Tonight begins the Beginning of the New Year of the Trees, the Jewish holiday called Tu B’Shevat. All around the world an entire culture will pause and turn our attentions to our friends, The Trees, celebrating them by eating their gifts (dates, olives, nuts, etc.), by meditating on all the wonderful lessons they have to teach us (see, for example, Tu B’Shevat Part I), and by passing on to our children this knowledge of their greatness and our blessing to be in such intimate relationship with them.
Trees mean many things to us, and we have always been deeply connected to them. They are the first plant-being we are told that we relate to. And that first relationship got off to a bad start.
In the story of the Garden we eat of the fruit of the fig (the Tree of the Knowledge of Good and Evil). This leads to us being cast out of the Garden. The problem was not that we ate of the tree – the problem was that we took the fruit before it was ripe. We took, instead of receiving. In other words, we stepped OUT of connection. So the story can be understood that we stepped out of connection, first, which inherently means we are on the Other Side of the garden, with a wall between us. No wonder that God’s first question to us after we ate of the fig was “Where are you?”, not “what have you done”.
Where are we in our relationship with nature today? Are we in connection, or is there a wall between us and It? Are we taking before receiving, or are we walking with it, in communion?
The ancient Jewish court, the Sanhedrin, was composed of 71 sages. Sages. One of the requirements to be a member was that one could speak the languages of the trees, the rocks, the animals, the grasses, and all creation (1). For, how can we possibly create laws of behavior for our lives without taking them into context and how our lives might affect them?

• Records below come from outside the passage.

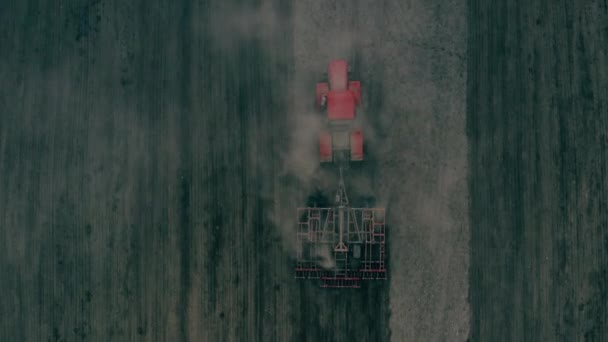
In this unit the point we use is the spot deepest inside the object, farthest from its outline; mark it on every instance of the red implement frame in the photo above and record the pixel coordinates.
(318, 258)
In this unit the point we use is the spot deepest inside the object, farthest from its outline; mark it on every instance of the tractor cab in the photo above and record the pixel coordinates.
(338, 98)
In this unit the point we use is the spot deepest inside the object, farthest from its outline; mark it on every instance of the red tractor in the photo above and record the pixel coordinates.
(339, 244)
(342, 140)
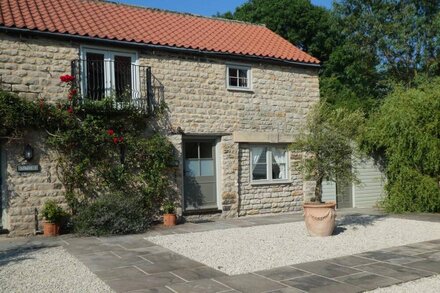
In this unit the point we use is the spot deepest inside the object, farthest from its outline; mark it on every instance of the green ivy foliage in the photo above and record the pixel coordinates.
(115, 172)
(405, 132)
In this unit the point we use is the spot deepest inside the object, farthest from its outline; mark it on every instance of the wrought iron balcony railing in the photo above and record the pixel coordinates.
(122, 82)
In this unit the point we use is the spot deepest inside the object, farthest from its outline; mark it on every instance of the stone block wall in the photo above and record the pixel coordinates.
(31, 67)
(199, 104)
(267, 198)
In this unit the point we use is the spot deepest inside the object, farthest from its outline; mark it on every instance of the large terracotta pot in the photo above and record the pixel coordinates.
(169, 220)
(320, 218)
(51, 229)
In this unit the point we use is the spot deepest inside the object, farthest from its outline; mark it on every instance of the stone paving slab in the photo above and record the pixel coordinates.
(133, 264)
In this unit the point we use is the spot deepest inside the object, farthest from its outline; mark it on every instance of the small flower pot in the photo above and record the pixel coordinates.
(51, 229)
(169, 220)
(320, 218)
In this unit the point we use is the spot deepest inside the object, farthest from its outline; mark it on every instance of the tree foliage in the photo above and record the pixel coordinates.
(405, 131)
(327, 140)
(307, 26)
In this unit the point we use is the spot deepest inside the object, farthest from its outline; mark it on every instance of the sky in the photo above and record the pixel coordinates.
(201, 7)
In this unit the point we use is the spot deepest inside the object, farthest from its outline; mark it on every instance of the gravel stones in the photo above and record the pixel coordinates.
(46, 270)
(243, 250)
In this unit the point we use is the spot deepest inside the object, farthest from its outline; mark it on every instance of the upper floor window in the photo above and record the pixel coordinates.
(269, 163)
(238, 77)
(109, 74)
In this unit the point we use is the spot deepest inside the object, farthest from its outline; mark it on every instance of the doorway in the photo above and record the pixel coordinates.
(200, 184)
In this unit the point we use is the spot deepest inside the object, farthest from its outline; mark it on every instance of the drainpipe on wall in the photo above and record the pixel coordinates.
(37, 229)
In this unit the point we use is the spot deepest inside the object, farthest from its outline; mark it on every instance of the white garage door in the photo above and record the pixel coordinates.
(365, 195)
(370, 191)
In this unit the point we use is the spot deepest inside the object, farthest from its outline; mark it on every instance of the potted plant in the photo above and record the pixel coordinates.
(327, 142)
(53, 215)
(169, 213)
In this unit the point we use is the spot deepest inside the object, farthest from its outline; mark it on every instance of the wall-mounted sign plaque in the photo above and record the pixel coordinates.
(28, 168)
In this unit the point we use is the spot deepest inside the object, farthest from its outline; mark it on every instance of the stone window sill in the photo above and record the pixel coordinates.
(277, 182)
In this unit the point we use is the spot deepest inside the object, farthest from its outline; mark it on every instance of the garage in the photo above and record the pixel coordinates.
(367, 194)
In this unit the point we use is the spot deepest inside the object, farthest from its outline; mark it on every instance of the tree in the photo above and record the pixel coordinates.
(405, 133)
(403, 35)
(327, 141)
(307, 26)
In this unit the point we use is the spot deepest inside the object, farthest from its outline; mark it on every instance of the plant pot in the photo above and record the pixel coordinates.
(51, 229)
(169, 220)
(320, 218)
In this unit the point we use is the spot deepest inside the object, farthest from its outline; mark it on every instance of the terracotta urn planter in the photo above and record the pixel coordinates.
(320, 218)
(51, 229)
(169, 220)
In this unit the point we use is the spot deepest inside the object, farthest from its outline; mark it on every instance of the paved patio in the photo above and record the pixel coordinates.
(133, 264)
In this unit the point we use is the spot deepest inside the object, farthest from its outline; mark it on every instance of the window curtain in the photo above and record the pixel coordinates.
(279, 158)
(256, 155)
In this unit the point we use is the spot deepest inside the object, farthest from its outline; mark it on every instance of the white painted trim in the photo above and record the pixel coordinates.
(269, 165)
(248, 68)
(218, 169)
(109, 74)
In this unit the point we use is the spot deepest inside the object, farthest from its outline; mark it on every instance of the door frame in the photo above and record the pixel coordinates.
(217, 168)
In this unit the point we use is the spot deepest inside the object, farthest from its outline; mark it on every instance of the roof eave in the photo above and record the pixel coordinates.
(157, 47)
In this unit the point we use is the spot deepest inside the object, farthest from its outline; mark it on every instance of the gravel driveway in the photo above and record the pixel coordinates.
(243, 250)
(46, 270)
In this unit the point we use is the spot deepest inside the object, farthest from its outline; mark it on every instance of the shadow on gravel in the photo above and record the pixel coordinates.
(21, 253)
(355, 221)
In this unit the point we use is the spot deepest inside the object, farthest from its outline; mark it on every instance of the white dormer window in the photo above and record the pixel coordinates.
(238, 77)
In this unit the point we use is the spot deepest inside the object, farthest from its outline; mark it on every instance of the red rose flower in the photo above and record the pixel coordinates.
(67, 78)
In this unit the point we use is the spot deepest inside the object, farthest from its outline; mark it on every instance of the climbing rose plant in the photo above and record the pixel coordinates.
(116, 177)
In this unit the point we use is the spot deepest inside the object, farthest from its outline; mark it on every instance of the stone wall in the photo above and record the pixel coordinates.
(267, 198)
(31, 67)
(199, 104)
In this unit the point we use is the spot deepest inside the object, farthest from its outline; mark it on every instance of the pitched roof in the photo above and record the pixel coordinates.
(113, 21)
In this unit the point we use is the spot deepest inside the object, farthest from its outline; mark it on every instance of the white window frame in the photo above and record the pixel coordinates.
(248, 77)
(109, 71)
(269, 179)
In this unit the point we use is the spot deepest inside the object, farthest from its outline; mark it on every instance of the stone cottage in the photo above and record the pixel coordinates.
(236, 92)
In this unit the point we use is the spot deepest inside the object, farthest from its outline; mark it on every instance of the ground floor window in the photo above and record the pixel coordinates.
(268, 163)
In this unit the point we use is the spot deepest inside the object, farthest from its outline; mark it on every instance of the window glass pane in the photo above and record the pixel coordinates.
(206, 167)
(191, 150)
(95, 87)
(233, 72)
(279, 163)
(233, 81)
(192, 168)
(259, 165)
(123, 78)
(205, 150)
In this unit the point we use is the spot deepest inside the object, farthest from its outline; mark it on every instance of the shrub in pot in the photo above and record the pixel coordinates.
(327, 142)
(53, 214)
(169, 213)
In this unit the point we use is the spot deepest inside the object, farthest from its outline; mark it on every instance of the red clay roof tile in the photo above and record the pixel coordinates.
(121, 22)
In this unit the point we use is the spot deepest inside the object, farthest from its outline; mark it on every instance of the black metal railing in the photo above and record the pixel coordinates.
(119, 81)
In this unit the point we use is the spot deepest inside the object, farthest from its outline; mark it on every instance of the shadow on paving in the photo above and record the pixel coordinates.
(21, 252)
(355, 220)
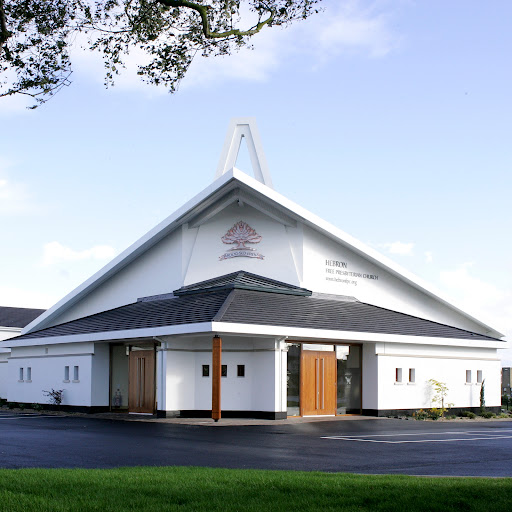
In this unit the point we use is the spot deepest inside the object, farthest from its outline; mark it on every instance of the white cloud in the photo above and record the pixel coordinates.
(54, 253)
(398, 247)
(21, 298)
(354, 27)
(14, 196)
(486, 301)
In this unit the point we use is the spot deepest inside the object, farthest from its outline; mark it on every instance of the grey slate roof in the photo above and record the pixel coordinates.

All of us have the ability to connect with nature. The ancient rabbis taught that “All the trees converse with one another and with all living beings” (2). We can do this simply by closing our eyes, getting out of the way of ourselves (e.g. stilling our thoughts), and LISTENING. Yes, listening! In order to communicate we first have to listen. It is only by listening that we will know if the fruit is ripe – if the tree is ready to give – or not.
Here are two links to help you step move back into a connecting place, to step across the wall separating you from the Great Garden of Nature. The first is a documentary of Juliette de Bairacli Levy, mother of the herbal movement in the US. The second, a conversation with animal communicator Anna Breytenbach. Both have lessons, ways, and even meditations to directly communicate with trees, plants, grasses, even animals – all of nature.
As you move through tonight and tomorrow, at this very special time of celebrating our friends the Trees, can you find in your own life a tree that attracts you, and appreciate it by listening to what it has to say? Can you re-discover your own connecting?
1. Rabbi Shlomo of Karlin, as told in Martin Buber’s Tales of the Hasidim, Vol 1, p. 275, cited from Gershon Winkler’s Daily Kabbalah: Wisdom from the Tree of Life, p. 83.
2. Midrash B’reishis Rabbah 13:2, cited from Gershon Winkler’s Daily Kabbalah: Wisdom from the Tree of Life, p.75.